Marion has numerous clients who build a corner floor manger for hay with several planks of wood. Of course, then you have the problem of a horse catching a hoof on the manger, so be sure to build it high enough to prevent this problem. Plastic versions of these mangers are also available, but Marion believes the safest method is to simply place the hay on the stall floor. (In areas where sand colic can be a problem, be sure to use a stall mat.)
Outside feeders are popular because they can drastically cut down on the time it takes to feed a barn full of horses—there’s no need to open and shut door after door.
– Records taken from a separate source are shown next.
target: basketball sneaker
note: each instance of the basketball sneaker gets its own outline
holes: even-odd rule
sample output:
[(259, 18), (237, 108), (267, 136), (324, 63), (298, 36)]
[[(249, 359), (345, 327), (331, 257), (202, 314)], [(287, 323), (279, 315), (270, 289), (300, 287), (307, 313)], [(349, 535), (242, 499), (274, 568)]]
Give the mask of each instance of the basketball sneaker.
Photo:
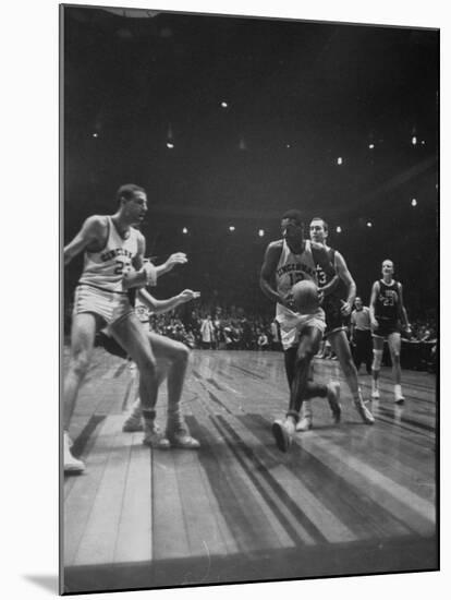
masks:
[(169, 449), (171, 444), (169, 440), (161, 433), (161, 430), (155, 421), (144, 421), (144, 437), (143, 444), (157, 449)]
[(401, 385), (399, 383), (395, 384), (394, 386), (394, 401), (397, 404), (404, 404), (404, 396), (402, 395), (402, 388), (401, 388)]
[(85, 464), (83, 463), (83, 460), (78, 460), (78, 458), (75, 458), (75, 456), (72, 455), (70, 447), (70, 437), (65, 431), (63, 435), (63, 461), (65, 473), (81, 473), (85, 470)]
[(373, 423), (375, 422), (375, 418), (365, 406), (364, 399), (362, 397), (362, 392), (358, 392), (358, 400), (354, 400), (354, 406), (358, 415), (362, 417), (362, 421), (367, 425), (373, 425)]
[(313, 412), (310, 400), (302, 403), (301, 419), (297, 421), (296, 431), (308, 431), (313, 428)]
[(172, 448), (197, 449), (199, 442), (190, 434), (181, 415), (171, 415), (166, 428), (166, 436)]
[(141, 410), (141, 401), (135, 403), (132, 412), (125, 419), (122, 431), (132, 433), (134, 431), (143, 431), (143, 411)]
[(341, 420), (339, 382), (330, 382), (327, 384), (327, 399), (330, 406), (330, 410), (332, 411), (333, 422), (339, 423)]
[(272, 435), (275, 436), (276, 445), (280, 452), (288, 452), (295, 433), (296, 425), (293, 419), (287, 418), (284, 421), (278, 419), (272, 423)]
As with interior feeders, there are several varieties to choose from. Probably the most common is an opening on the steel grating of the stall so hay and grain can be slipped through to a waiting bowl. Another choice is a swing door on the lower, wooden portion of the stall front with a feeder attached. When not in use, the side with the bowl is kept outside the stall. The feeding bowls for these systems vary from a simple attached aluminum feeder to a stainless steel outer housing with an inner bowl that can be removed for cleaning. A similar system is one in which a portion of the metal grating is made into a swing door. The door is on hinges and swings out for feeding.
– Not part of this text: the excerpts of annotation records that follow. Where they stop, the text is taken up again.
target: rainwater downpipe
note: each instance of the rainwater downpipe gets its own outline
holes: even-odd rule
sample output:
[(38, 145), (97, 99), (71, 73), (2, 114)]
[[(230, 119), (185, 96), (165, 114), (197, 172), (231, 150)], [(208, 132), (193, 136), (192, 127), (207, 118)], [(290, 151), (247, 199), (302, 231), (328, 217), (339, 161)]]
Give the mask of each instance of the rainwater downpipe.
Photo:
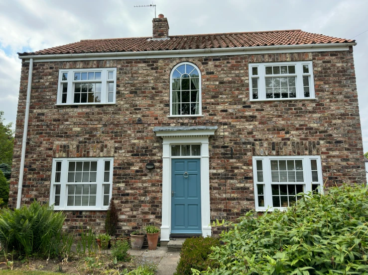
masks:
[(20, 167), (19, 168), (19, 182), (18, 183), (18, 197), (16, 200), (16, 208), (20, 207), (20, 201), (22, 199), (22, 186), (23, 186), (23, 175), (24, 171), (24, 159), (25, 158), (25, 145), (27, 144), (27, 134), (28, 133), (28, 120), (29, 116), (29, 105), (31, 101), (31, 87), (32, 86), (32, 72), (33, 70), (33, 59), (29, 60), (29, 69), (28, 73), (28, 86), (27, 87), (27, 101), (25, 103), (25, 116), (24, 117), (24, 127), (23, 129), (23, 139), (22, 139), (22, 154), (20, 157)]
Every internal stall feeder, from corner feeders to deluxe, wall-mounted units with removable bowls, are relatively quick and simple to install. Most require only a flat surface and several bolts. Unfortunately, external feeding systems are not as easy and uncomplicated. Many of those we interviewed suggested that swing doors are best installed when the barn is built. To retro-fit a 20-stall barn, they argue, would be cost-prohibitive. Even for a simple swing door, notes Torticill, “You’d have to change the whole front stall panel, or at least remove some of the 2 x 6 tongue and groove boards. It would certainly require some construction work.” Adds Marion, “Retro-fitting is not a good option. It is just too expensive. Also, even adding a simple opening to the metal grating doesn’t make sense. You would have to cut the grate, which would require a welder. That would ruin the coating on the steel, whether powder coated or galvanized, and then rust could get into the steel.”
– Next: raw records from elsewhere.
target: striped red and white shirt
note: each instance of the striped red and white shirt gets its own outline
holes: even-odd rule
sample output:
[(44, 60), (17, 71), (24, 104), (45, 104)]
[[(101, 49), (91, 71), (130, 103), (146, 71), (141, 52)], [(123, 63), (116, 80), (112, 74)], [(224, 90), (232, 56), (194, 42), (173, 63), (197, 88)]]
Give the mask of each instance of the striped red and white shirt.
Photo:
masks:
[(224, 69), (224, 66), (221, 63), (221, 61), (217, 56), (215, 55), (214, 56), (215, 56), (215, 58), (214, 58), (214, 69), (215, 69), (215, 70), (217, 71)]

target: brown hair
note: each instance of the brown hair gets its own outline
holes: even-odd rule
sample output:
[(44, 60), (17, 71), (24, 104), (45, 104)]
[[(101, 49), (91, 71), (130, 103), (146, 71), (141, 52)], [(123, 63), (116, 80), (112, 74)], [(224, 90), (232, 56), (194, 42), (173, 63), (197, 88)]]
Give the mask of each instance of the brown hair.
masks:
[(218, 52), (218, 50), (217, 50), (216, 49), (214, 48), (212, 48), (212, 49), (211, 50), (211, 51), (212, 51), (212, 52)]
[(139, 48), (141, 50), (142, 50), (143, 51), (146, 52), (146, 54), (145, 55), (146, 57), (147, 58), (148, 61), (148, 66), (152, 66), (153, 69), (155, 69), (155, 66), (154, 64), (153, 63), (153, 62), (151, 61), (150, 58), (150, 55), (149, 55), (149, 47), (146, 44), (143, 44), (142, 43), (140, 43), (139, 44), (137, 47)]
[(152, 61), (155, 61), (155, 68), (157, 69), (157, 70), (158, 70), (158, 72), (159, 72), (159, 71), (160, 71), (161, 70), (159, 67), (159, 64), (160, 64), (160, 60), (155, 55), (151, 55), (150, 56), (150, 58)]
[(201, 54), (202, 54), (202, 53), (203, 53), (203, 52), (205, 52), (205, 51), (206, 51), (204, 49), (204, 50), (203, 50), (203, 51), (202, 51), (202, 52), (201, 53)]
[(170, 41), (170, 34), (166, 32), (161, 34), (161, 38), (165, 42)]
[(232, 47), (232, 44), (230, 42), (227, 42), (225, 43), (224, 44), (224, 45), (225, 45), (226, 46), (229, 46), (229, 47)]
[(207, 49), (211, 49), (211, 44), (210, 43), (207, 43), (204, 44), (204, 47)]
There are, however, units that can be installed onto the wooden portion of the stall front without too much trouble, says Dave Goossens of Country Manufacturing. “They come with a pre-fabricated frame that screws into the wood. The frame and screws will actually add strength to your stall. You can set the door height where you want it, and then you simply saw out the frame size.” Goossens also contends that installing a metal feeding unit into the grating above the wood is not too difficult. “If you can handle a hacksaw, then you can put one of these in your stall,” he says.
The price of feeders varies from $10 for a simple bucket to several hundred dollars for swivel-door feeders. Although plastic and rubber feeders are inexpensive, you should figure replacement units into your costs. Top quality, heavy-duty aluminum feeders cost about $80, far more than plastic. Galvanized hay racks are inexpensive, with an average price of $25. But once you add a grain feeder to that rack, the price jumps anywhere from $75 to $150. Swing out hay/grain feeders can vary greatly in price, in large part due to styling, construction and the amount of corrosion resistance you need. On average, expect to spend between $100 and $300.
Don’t overlook the benefits of choosing a feeding system that works well for your stable. Making the right choice can save money on wasted feed and replacement feeders as well as save time.